Tuesday, July 31, 2012

Stress Fractures: Are You At Risk?

With the Olympics now well under way, it never ceases to amaze me what the human body can do. Yes, the accomplishments and speed of the runners and swimmers is outstanding, but I see these guys in clinic everyday. What I don't see as often are the incredible gymnasts and divers that tumble and fly through the air. I am amazed, not so much that they don't injure themselves on their landing or entry into the water. They're too good at this level to miss by much. What amazes me is that they don't have more repetitive injuries like stress fractures.

Back in the "olden" days, stress fractures were extremely rare. They tended only to occur in highly repetitive activity. The old nickname was "march" fracture, due to the frequency they occurred in the military.  Other activities simply weren't done often enough to cause the fractures.
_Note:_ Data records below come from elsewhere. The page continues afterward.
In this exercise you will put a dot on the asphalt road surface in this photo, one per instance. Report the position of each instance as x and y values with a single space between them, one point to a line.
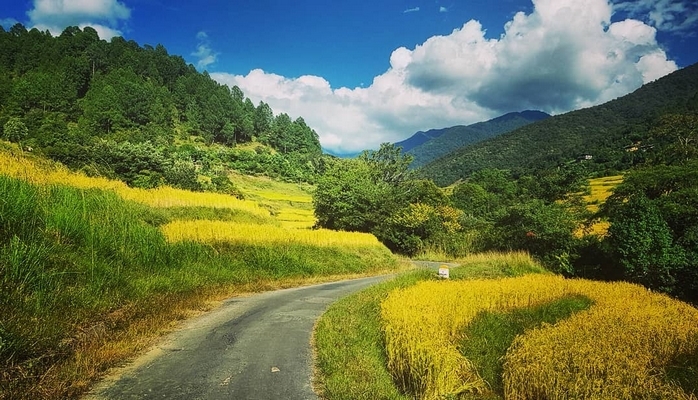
255 347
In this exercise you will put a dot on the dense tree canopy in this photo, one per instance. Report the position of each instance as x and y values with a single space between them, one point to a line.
74 91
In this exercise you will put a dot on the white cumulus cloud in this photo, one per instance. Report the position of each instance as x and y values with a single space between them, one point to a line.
564 55
103 15
676 16
204 53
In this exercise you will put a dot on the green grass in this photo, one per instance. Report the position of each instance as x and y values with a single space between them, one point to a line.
350 356
83 268
489 336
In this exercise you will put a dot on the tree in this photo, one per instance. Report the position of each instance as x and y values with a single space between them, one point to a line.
677 137
15 130
347 198
544 230
641 245
391 165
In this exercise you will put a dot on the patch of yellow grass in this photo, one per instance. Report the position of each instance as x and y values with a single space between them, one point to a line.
601 188
221 231
47 173
616 349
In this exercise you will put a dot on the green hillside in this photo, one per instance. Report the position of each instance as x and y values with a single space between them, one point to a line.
602 132
451 139
139 114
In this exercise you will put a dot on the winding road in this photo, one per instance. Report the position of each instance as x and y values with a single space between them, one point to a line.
255 347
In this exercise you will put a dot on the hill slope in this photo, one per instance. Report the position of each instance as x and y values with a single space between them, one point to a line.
437 143
601 131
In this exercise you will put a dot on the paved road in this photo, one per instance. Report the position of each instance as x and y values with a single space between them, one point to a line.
255 347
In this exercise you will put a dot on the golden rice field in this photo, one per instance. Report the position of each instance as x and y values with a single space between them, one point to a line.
231 232
600 189
616 349
46 173
291 204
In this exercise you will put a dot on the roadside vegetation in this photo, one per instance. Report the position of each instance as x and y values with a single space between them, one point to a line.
89 276
350 357
495 333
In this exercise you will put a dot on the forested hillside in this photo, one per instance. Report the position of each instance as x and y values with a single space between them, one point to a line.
135 112
428 146
614 134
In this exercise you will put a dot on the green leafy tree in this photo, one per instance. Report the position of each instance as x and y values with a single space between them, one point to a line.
542 229
390 163
676 135
15 130
642 247
347 198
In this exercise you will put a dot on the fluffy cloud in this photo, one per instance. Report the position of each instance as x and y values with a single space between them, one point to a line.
677 16
103 15
565 55
7 23
204 54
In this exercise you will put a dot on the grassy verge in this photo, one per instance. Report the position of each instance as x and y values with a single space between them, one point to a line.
350 353
87 279
350 358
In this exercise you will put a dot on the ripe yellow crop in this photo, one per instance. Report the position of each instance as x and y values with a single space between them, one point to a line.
221 231
616 349
52 174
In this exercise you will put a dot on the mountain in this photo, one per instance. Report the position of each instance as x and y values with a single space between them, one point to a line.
420 138
428 146
140 114
601 133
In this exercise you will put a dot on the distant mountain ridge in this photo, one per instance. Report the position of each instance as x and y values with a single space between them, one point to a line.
435 143
601 133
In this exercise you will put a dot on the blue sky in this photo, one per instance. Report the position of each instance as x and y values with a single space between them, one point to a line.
361 73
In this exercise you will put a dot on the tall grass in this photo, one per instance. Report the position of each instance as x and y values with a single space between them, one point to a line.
80 267
621 347
351 360
222 231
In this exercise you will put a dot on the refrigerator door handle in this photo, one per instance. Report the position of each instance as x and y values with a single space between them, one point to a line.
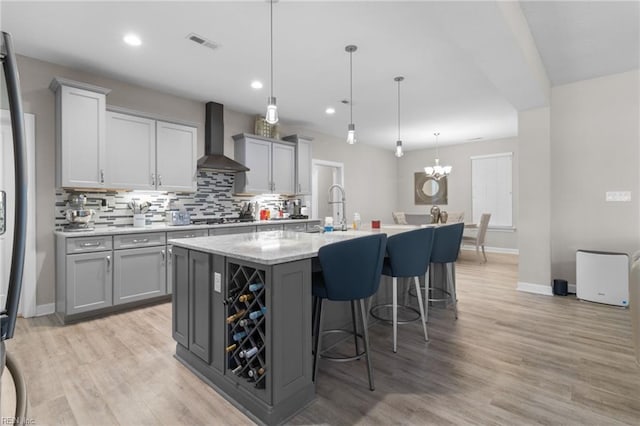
10 312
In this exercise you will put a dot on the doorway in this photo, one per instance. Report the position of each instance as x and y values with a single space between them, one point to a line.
325 174
28 297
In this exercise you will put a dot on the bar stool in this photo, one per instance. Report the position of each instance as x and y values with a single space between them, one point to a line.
446 247
350 272
408 255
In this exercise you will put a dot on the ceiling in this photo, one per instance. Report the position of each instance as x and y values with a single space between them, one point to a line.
468 66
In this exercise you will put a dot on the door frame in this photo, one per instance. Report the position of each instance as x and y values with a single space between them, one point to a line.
338 177
28 306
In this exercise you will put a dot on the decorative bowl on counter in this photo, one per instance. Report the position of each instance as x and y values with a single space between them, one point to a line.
80 215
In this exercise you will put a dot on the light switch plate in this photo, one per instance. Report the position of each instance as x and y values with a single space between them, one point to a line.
217 282
618 196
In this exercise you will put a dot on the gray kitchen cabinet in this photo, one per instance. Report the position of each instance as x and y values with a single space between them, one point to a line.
304 156
88 285
147 154
80 134
191 233
131 151
139 274
176 156
271 163
180 306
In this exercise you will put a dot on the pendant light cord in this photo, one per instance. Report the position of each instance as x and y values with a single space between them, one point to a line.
271 35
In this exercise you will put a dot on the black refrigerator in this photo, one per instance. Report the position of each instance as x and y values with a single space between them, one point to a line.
10 93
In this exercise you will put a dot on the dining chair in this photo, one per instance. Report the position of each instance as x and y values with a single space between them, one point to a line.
350 271
408 255
478 239
446 247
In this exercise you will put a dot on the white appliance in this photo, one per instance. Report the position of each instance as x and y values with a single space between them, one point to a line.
602 277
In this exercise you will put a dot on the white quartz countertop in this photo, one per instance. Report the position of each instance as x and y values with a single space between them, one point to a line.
164 227
274 247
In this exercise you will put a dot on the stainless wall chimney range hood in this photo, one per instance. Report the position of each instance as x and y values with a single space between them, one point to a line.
214 158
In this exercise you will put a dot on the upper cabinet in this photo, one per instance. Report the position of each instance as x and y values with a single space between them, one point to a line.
176 156
304 154
271 165
146 154
80 134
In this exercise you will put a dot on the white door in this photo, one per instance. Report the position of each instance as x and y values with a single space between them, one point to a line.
283 169
176 150
7 179
131 152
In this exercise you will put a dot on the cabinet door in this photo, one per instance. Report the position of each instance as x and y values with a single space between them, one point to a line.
180 282
283 169
303 166
200 294
176 149
139 274
257 157
131 152
81 122
89 282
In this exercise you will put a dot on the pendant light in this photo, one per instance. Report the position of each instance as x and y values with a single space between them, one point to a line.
437 171
271 116
399 152
351 130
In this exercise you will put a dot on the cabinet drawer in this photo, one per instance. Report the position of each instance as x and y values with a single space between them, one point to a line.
87 244
264 228
297 227
139 240
188 234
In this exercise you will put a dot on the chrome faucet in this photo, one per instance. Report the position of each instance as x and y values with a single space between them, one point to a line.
342 202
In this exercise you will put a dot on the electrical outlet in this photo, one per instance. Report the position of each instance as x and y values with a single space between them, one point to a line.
618 196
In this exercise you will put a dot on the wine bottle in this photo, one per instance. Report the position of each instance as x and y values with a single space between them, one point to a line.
248 353
232 318
245 297
255 373
257 314
239 336
255 286
245 322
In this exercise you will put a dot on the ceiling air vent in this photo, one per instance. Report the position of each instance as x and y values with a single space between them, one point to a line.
202 41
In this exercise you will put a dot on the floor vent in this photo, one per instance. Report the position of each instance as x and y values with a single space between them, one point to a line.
202 41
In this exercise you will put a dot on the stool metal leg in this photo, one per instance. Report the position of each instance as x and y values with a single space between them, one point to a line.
318 343
355 326
424 324
395 314
365 333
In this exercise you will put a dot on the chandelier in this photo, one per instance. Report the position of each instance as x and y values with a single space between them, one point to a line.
437 171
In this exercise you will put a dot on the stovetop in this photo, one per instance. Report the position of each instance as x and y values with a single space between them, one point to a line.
219 220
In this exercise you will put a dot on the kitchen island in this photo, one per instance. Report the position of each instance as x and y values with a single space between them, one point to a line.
242 316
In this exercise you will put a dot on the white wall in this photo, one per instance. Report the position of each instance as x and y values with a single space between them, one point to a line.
595 141
459 182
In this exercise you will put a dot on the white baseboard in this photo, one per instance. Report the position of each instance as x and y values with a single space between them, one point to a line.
47 309
535 288
492 249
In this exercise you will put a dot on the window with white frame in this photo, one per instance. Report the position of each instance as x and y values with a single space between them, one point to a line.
491 189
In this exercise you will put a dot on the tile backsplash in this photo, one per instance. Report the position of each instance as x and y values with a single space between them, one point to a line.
213 198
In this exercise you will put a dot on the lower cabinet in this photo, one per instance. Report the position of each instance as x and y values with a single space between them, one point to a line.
89 277
139 274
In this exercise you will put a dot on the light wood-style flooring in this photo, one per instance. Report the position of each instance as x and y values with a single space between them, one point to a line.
511 358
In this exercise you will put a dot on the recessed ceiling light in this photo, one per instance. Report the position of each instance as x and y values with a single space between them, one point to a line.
132 40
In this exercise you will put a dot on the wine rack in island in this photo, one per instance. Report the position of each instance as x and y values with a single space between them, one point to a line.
246 324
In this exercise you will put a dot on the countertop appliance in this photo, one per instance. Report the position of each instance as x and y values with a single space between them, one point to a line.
9 311
178 218
602 277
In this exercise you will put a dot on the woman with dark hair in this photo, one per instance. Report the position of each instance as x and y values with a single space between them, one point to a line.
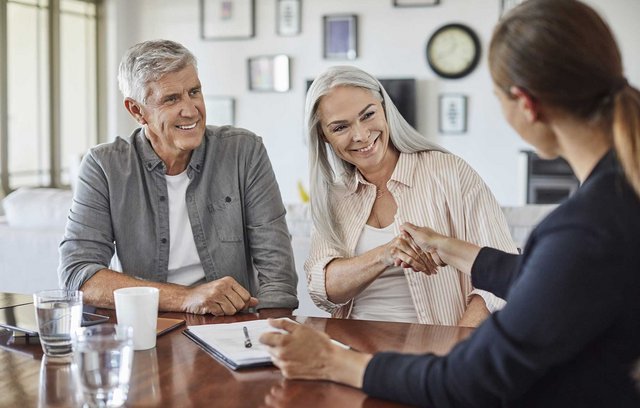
569 335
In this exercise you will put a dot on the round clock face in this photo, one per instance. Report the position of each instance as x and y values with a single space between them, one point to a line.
453 51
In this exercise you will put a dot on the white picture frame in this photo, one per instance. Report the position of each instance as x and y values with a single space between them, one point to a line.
415 3
220 110
269 73
340 36
452 117
226 19
288 17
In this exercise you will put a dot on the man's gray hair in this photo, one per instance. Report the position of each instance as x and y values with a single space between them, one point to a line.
149 61
326 170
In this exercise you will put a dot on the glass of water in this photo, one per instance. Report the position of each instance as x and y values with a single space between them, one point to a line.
104 356
59 313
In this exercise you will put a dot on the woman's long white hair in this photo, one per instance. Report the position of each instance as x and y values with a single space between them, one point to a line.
325 176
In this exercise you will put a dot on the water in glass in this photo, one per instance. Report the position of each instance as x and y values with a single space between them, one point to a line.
59 313
104 355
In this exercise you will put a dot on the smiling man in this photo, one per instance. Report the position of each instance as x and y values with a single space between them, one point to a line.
190 209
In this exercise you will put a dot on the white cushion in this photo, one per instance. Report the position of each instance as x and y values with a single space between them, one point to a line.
523 219
37 208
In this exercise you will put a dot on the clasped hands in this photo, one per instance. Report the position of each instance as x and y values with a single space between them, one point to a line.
415 248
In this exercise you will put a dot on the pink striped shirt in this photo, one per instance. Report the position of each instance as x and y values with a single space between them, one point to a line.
434 189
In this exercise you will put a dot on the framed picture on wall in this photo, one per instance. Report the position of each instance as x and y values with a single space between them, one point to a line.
269 73
340 36
220 110
288 14
415 3
508 5
226 19
452 117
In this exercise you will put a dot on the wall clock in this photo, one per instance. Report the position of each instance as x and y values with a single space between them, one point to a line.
453 51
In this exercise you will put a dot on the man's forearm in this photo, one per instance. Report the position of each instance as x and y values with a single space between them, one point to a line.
98 290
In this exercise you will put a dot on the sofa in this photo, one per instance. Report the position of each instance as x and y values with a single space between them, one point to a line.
33 220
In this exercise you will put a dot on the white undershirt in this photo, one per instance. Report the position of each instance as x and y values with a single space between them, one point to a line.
387 298
185 267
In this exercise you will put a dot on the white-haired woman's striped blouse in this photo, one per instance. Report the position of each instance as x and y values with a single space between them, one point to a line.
433 189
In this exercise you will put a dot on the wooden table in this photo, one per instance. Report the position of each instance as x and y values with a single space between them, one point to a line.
177 373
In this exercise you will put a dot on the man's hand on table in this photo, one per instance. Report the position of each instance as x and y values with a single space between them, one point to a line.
224 296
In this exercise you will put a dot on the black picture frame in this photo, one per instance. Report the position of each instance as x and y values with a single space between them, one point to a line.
340 37
452 113
269 73
415 3
506 5
288 17
227 19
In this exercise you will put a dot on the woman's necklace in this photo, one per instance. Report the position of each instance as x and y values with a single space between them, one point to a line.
379 193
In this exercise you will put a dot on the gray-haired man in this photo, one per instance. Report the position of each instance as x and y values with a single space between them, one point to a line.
189 209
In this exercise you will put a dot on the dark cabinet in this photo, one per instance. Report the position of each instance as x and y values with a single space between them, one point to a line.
549 181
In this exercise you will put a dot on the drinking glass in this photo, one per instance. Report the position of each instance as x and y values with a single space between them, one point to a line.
59 384
104 355
59 313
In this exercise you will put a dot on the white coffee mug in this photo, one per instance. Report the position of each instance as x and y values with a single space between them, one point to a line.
138 307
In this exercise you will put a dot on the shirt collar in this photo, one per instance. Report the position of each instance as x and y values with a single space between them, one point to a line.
403 173
151 160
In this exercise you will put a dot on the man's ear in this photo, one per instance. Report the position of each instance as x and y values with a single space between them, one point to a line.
135 110
526 103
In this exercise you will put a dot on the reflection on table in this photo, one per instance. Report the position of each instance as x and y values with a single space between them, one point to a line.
178 373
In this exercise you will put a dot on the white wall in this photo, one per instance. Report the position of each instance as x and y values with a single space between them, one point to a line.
391 44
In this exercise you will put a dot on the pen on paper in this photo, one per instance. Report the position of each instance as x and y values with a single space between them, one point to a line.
247 339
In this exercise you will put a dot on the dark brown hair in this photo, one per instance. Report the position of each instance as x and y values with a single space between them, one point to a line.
564 54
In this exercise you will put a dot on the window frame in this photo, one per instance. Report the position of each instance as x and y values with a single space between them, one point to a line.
54 111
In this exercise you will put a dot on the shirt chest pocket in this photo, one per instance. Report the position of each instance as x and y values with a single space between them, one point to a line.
227 218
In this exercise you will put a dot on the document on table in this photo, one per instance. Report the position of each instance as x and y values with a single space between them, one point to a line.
226 342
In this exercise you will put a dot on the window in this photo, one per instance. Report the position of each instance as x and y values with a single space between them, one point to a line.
48 89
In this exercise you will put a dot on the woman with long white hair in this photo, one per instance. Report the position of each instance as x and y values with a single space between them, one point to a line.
569 335
370 171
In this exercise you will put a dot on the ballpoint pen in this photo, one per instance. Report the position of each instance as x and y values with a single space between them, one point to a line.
247 339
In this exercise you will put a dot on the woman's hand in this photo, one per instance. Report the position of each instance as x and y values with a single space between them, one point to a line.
402 251
427 240
306 353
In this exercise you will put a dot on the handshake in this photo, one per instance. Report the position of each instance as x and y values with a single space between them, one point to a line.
419 248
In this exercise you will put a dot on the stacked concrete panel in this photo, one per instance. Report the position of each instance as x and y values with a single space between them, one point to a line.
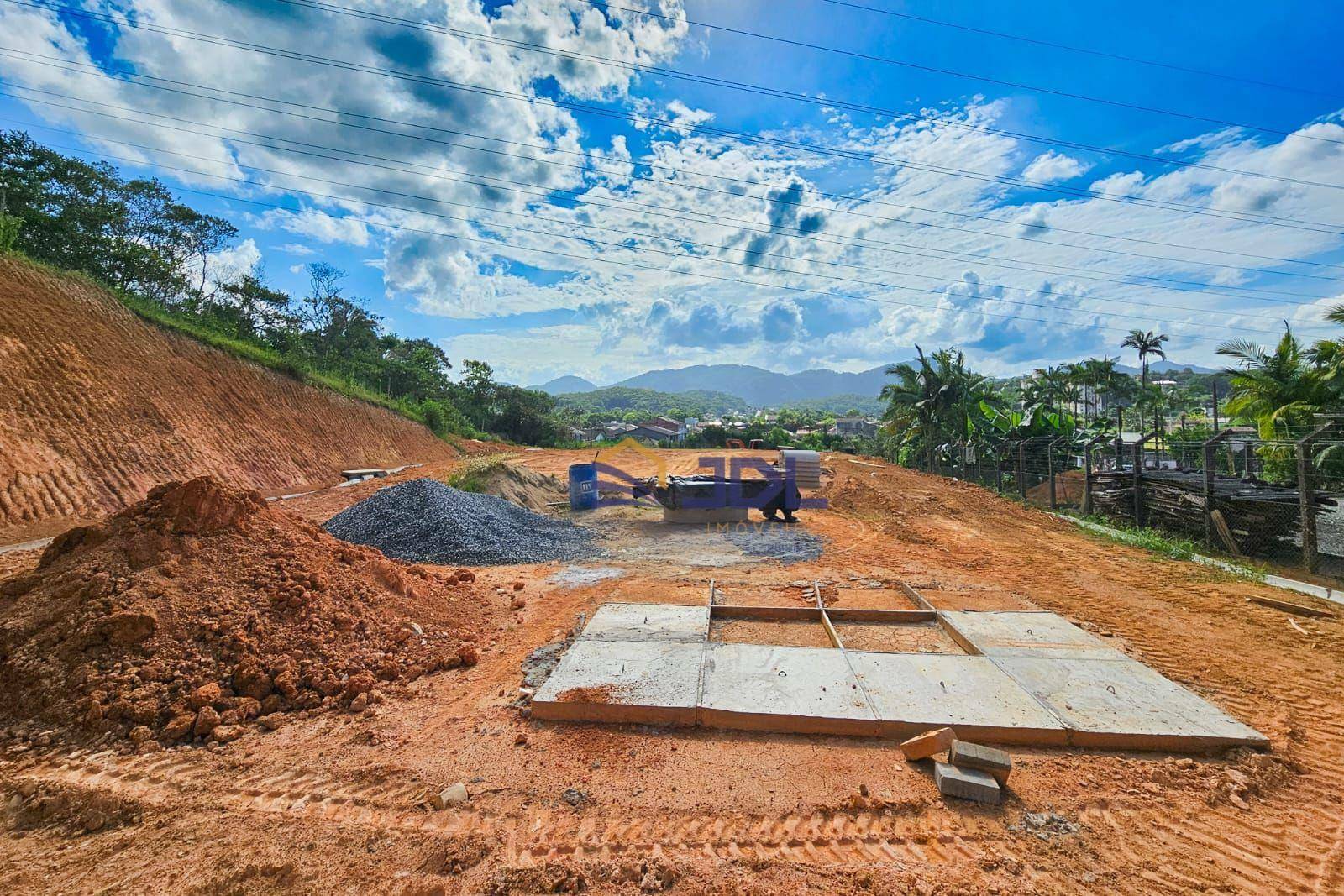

These days, it would be a slow week at the sport clinic if I didn't see one or two stress fractures come through the doors.
In fact, in my practise, the group I most often see now, are middle aged females training for their first long distance race.

Risk Factors

1. Highly Repetitive Activity.
Sports involving running, where the body is exposed to the same pounding over and over are at most risk. Other activities like gymnastics, figure skating, rowing are also at risk, where the same motion occurs over and over.

2. Being Female
Simply being female is, unfortunately a risk factor for a number of reasons. Bone density may not be as strong, if periods aren't regular, it contributes to increasing risk, and if body fat is extremely low, it elevates the risk of stress fractures.
There is a syndrome called the female athlete triad, which consists of amenorrhea (lack of periods), low bone  density, and eating disorders (like anorexia), which should be screened for if a woman comes in with stress fractures.

3. Sports Where Weight/Appearance is an Issue
Any sport where the athlete has to "make" weight, like rowing or even boxing can put one at risk, as these athletes commonly have to drop their weight dramatically over a short period of time. Appearance sports like gymnastics, diving, figure skating etc, also contribute to weight/body image issues.

Bones at Risk

The areas at risk depend a lot on what the activity is that you are doing. Runners tend to experience stress fractures in the foot, most commonly at the 2nd metarsal, and the navicular (inside portion of the foot). They can also fracture the tibia, and more rarely in the hip.

Gymnasts and divers, who commonly put many times their body weight through their wrists, can cause stress fractures in the distal radius, and a number of small bones in the wrist. If growth plates are not closed yet, these can also occur in the elbow.

How Do I Prevent Stress Fractures?
At a non-Olympic level, the more cross-training you can do the better. Try to change the activity you do each day. If you're a runner, cycle of use an elliptical machine on alternate days.

Eat! Not a problem for most of us, but if you are involved in an appearance sport, get the advice of a dietician to ensure you are getting enough calories. I can't emphasize this enough. Find out how much calcium/Vitamin D you need for your age and sex. Don't worry about your appearance. You look great. Trust me.

Proper equipment is essential. Runners need to change out their shoes every 6 months, or approximately 500 miles, whichever comes first. Get the right shoe for your foot type. Get proper wrist protection if you dive or tumble. Make sure your skates and technique are correct if you are figure skating.

Women over 65 or those who have other risk factors should have a bone density done.

Have you ever had a stress fracture? Know anyone at risk? Let me know what you think!

APPENDIX: Quick Screen for Female Athlete Triad
1. Do you ever worry about your body weight/composition?
2. Do you limit/carefully control your food intake?
3. Do you try to lose weight for your appearance/weight due to your sport?
4. Does your weight affect the way you feel about yourself?
5. Have you felt that you have lost control of the way you eat?
6. Do you make yourself throw up after you eat?
7. Do you currently or have you ever suffered from an eating disorder?
8. Do you every eat in secret?
9. At what age was your first period?
10. Do you have regular monthly cycles?
11. How many periods have you had in the last year?
12. Have you ever had a stress fracture?

Answering yes to any of these questions should prompt a further evaluation by a trained sport medicine specialist.


  1. Isn't confirmation a risk factor? I'm thinking physical attributes like high arches or Morton's Toe.

    1. Confirmation? Do you mean a previously diagnosed stress fracture? I agree, physical anatomy can contribute, as unusual alignment, like you describe can contribute to unusual weight bearing patterns. Morton's Toe may cause somewhat more stress to the 2nd MT, and may increase the risk. Generally, flatter arches cause more stress to the navicular, although any abnormal arch pattern may contribute.
      Some of this can be mitigated with appropriate footwear/orthotics.
      Thanks for the comments!

    2. Sorry, meant "conformation" — so anatomy.